Целый убитый кролик. Гвен освежевала его для меня, так что видно бледное красное мясо, но он все еще похож на кролика. Однажды, не так давно, вид мертвых животных вызывал у меня печаль. Сейчас я просто думаю о том, как стану его готовить, добавив несколько веточек тимьяна и розмарина, каким густым получится соус, каким вкусным он будет.

— Твоя мама ангел, — говорю я. — Но вы точно уверены, что можете поделиться им?

— Не волнуйтесь, тетя Вив. Эти кролики плодятся, как… ну, вы знаете.

Я завариваю ему чашку кофе из пастернака. Я научилась его делать: раскладывать кусочки пастернака на решетке, поджаривать их нужное время, пока они не станут ярко-коричневыми, как древесная стружка, а затем измельчать. Это лучше, чем ничего, но у такого кофе горелый привкус.

— Ты не обязан его пить, если тебе не нравится, — говорю я Джонни.

Но он быстро выпивает.

Моя комната залита ясным белым светом ранней весны, тем светом, который выдает грязь в тех местах, где не убирали уже некоторое время, паутину и комочки пыли, что пропустили тусклыми зимними днями. Этот свет омывает Джонни, освещая его живость, беспокойные руки, острый взгляд ореховых глаз. Я смотрю, как он пьет кофе, и думаю о том, как же люблю его.
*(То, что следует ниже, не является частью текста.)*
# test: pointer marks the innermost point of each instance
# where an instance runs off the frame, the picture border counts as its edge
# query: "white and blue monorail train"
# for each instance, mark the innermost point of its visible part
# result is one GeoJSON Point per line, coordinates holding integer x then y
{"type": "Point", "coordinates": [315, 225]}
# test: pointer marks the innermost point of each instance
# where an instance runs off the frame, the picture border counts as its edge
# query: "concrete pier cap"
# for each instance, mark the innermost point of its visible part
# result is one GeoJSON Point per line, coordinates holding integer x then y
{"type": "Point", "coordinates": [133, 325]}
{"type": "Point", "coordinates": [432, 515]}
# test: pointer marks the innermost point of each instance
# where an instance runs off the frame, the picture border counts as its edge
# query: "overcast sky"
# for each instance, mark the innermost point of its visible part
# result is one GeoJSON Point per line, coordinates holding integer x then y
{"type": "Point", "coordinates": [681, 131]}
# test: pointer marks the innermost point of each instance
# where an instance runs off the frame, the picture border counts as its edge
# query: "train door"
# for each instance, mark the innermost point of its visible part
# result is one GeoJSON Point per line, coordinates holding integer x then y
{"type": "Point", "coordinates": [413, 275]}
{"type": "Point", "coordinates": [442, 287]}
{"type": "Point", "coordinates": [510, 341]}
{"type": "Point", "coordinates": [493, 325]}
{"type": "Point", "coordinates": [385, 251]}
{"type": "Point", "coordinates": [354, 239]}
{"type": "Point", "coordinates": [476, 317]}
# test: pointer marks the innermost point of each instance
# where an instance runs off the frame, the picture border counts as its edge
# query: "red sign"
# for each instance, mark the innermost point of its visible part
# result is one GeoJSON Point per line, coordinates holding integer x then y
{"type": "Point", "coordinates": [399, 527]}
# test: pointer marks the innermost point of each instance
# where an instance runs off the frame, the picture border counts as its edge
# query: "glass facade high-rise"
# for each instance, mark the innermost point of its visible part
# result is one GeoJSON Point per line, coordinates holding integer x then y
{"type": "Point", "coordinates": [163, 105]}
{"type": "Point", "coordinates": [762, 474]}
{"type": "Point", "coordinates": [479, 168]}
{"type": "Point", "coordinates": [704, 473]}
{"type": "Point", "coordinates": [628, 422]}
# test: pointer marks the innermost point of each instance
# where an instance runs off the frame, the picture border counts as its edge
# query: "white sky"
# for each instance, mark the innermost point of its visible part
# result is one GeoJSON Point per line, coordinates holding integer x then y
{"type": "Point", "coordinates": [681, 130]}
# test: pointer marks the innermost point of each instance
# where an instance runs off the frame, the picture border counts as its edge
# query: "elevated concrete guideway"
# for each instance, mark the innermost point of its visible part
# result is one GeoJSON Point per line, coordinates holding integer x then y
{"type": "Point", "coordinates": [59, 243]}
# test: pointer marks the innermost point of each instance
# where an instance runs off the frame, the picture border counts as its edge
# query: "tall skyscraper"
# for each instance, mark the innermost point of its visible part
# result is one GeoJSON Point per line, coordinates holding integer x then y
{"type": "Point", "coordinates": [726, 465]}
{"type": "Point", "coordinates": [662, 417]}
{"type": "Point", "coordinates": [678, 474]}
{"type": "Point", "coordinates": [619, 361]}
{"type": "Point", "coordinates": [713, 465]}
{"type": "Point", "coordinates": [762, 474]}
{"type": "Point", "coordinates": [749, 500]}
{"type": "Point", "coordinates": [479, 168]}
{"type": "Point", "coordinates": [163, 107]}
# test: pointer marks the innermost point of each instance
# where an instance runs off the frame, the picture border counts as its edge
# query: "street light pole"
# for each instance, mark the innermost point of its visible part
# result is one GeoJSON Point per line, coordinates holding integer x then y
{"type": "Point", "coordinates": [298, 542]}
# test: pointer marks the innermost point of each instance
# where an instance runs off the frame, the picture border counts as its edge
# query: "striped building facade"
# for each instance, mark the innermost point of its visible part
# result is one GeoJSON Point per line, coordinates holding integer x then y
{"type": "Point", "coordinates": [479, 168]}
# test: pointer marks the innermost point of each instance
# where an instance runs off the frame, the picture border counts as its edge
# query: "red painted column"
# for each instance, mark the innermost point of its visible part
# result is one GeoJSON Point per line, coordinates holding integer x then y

— Так чем ты занимаешься, Джонни? Все еще рисуешь знаки «V»? — спрашиваю я.

Он не торопится отвечать. В этой тишине, что повисла между нами, я чувствую: что-то меняется.

Его кадык дергается, когда он сглатывает.

— Я хотел сказать вам, тетя Вив. Мы затеяли новое дело, я и Пирс Фалья.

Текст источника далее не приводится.